Wohlfühlatmosphäre im Restaurant

Restaurant statt Speisesaal

Pflegeeinrichtungen stehen im Wettbewerb, in dem nur durch klare Botschaften und Signale Alleinstellungsmerkmale vermitteln werden können. Soweit – so gut. Aber welche Signale können Sie setzen, um einen wichtigen Bereich – nämlich die Verpflegung zur Entscheidung für Ihr Haus und zum Botschafter Ihrer ganz persönlichen Handschrift zu machen?

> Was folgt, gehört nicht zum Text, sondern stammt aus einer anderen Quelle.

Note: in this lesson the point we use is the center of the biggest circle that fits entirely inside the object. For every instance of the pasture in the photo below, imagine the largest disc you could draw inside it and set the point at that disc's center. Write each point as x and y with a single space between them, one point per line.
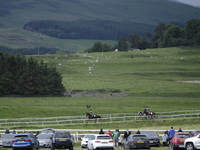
149 73
149 78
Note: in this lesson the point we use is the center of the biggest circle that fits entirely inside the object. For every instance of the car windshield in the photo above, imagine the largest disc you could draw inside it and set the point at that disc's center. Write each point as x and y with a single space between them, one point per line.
197 132
44 136
183 135
21 136
149 133
8 136
103 137
48 131
63 135
89 136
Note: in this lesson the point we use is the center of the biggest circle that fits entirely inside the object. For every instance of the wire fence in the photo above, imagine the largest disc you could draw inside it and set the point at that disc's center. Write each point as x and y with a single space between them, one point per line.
105 118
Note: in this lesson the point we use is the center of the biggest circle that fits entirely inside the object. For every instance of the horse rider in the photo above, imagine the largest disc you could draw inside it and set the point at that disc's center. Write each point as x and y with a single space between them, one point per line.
148 110
92 113
145 110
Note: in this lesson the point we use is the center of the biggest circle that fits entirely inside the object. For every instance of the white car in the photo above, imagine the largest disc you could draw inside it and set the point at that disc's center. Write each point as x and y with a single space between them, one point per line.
85 140
192 143
101 141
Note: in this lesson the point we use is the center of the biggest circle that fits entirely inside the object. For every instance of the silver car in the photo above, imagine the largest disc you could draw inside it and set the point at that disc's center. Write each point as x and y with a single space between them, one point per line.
45 140
6 140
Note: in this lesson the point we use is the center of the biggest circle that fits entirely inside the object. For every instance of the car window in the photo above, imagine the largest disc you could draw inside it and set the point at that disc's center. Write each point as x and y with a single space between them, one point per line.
103 137
21 136
197 132
89 136
48 131
8 136
44 136
149 133
183 135
62 135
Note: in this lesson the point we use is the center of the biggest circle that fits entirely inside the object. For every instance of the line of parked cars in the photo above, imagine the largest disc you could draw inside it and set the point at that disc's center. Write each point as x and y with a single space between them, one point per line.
63 140
47 139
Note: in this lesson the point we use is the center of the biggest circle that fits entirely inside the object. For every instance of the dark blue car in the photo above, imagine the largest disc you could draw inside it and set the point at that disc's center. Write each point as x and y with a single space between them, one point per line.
25 141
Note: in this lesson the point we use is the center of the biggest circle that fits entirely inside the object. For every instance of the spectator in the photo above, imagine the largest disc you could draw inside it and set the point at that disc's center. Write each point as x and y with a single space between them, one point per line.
180 130
101 131
138 132
37 133
116 138
126 134
7 131
165 138
171 134
13 132
109 133
120 141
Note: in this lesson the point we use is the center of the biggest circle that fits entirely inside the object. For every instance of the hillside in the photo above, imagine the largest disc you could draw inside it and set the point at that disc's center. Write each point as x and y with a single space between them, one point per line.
14 14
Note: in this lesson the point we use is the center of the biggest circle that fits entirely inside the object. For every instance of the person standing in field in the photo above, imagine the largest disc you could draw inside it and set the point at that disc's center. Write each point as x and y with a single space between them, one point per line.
101 131
109 133
126 134
7 131
116 138
120 141
165 138
171 134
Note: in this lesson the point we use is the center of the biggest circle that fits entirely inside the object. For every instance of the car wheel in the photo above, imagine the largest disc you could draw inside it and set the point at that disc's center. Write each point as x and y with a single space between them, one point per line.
190 146
52 147
173 147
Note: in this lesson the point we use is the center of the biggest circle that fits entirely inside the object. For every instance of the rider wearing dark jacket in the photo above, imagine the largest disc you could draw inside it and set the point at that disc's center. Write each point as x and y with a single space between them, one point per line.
101 131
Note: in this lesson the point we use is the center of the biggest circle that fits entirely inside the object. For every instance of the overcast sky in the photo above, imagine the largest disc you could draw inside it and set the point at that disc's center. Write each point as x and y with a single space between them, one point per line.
191 2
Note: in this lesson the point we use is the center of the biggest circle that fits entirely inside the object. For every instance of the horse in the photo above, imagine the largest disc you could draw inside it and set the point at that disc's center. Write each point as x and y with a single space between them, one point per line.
91 117
145 114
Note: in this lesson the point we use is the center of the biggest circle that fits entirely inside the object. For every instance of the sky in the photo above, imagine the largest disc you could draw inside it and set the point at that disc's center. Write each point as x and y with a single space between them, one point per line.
191 2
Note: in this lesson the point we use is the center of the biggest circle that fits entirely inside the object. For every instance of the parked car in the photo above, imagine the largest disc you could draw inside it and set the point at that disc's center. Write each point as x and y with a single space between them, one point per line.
47 131
192 143
194 133
137 141
85 140
25 141
101 141
153 137
62 140
6 140
45 140
178 140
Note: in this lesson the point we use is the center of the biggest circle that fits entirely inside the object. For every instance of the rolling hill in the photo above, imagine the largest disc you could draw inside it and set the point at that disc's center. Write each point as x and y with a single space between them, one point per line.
14 14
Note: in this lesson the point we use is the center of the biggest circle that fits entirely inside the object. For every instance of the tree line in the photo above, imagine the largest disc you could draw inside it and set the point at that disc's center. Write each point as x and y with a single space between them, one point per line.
21 76
169 35
31 51
87 29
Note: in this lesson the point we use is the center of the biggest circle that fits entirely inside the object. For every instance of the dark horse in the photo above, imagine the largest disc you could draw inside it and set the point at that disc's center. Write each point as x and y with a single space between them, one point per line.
91 117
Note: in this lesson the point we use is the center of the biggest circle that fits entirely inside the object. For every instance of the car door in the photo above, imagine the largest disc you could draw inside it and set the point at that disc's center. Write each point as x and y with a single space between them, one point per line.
33 139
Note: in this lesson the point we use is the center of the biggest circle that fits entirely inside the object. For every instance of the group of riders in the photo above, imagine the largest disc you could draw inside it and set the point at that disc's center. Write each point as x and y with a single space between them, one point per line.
147 110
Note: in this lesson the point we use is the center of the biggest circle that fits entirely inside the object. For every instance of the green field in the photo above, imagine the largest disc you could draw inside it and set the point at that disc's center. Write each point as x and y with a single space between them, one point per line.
151 78
150 73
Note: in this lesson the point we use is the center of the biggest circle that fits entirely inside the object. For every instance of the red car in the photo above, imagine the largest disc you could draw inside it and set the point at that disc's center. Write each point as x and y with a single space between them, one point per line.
195 133
178 140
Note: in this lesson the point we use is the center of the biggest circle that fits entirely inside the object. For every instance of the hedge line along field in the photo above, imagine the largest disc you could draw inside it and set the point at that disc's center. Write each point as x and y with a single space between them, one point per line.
148 73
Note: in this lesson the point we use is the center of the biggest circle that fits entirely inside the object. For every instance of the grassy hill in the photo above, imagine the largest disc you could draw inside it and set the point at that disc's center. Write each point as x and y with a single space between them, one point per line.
149 73
18 38
14 14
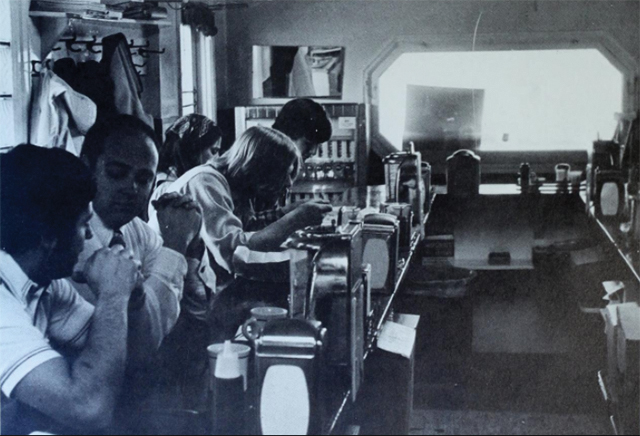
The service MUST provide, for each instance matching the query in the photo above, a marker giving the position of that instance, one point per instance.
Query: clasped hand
(180, 220)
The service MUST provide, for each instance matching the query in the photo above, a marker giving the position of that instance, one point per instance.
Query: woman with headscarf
(191, 141)
(259, 166)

Das Thema Restaurant statt Speisesaal gibt Ihnen Anregungen, wie Sie diese Wahrnehmung in den Fokus rücken können.

 

Service wie im Restaurant:

Stellen Sie sich vor, Sie besuchen Ihre Angehörigen in dem Pflegeheim, dessen Atmosphäre Sie gleich beim ersten Besuch begeistert hat. Sie haben Gelegenheit, gemeinsam mit Ihren Lieben im Restaurant ein Mittagessen einzunehmen.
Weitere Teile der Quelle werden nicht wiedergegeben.